8. Mbah We

44 6 4
                                    

Malam berikutnya. Pukul 20.00.

Akas keluar dari vila Rendra. Sudah dipastikan bahwa ia akan ke rumah Pak Kades untuk meminta bantuan agar dicarikan mobil sewaan untuk mengantarkannya pulang ke Jakarta.

Dengan berbekal jaket guna menghalau dinginnya malam dan juga sebuah senter untuk menerangi langkahnya, Akas sudah berdiri di teras vila dan hendak melangkah menuju rumah Pak Kades. Namun, sebuah tangan tiba-tiba menariknya ke belakang dan menghentikan langkahnya.
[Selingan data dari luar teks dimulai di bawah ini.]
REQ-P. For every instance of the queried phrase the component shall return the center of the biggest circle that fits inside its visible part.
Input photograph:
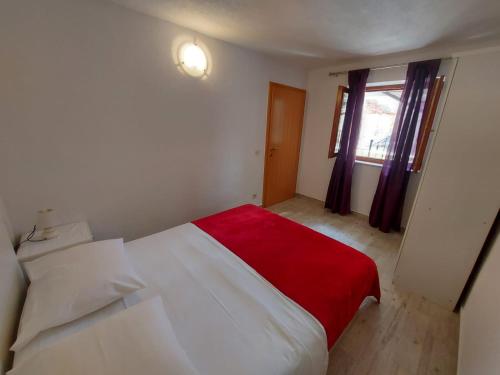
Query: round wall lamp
(192, 59)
"Lo mau kemana malam-malam gini?"

"Riris?" Akas tampak mengelus dada mengetahui ternyata Riris yang menarik tangannya tersebut. "Ke rumah Pak Kades," jawabnya kemudian.

"Ngapain?"

"Secepatnya kita akan balik ke Jakarta."

"Apa? Kita baru tiga hari di sini. Lo gila ya mau cepat-cepat balik."

"Justru kita bakal makin gila kalau masih di sini."

"Gue nggak setuju. Pokoknya gue nggak mau kalau kita balik."

"Lo sadar nggak, sih? Nyawa kita dalam bahaya. Kita harus segera balik."

"Maksud lo apaan? Kita baik-baik aja kok."

"Sekarang kita emang masih baik. Tapi, nggak ada jaminan kalau besok kita masih akan baik-baik aja."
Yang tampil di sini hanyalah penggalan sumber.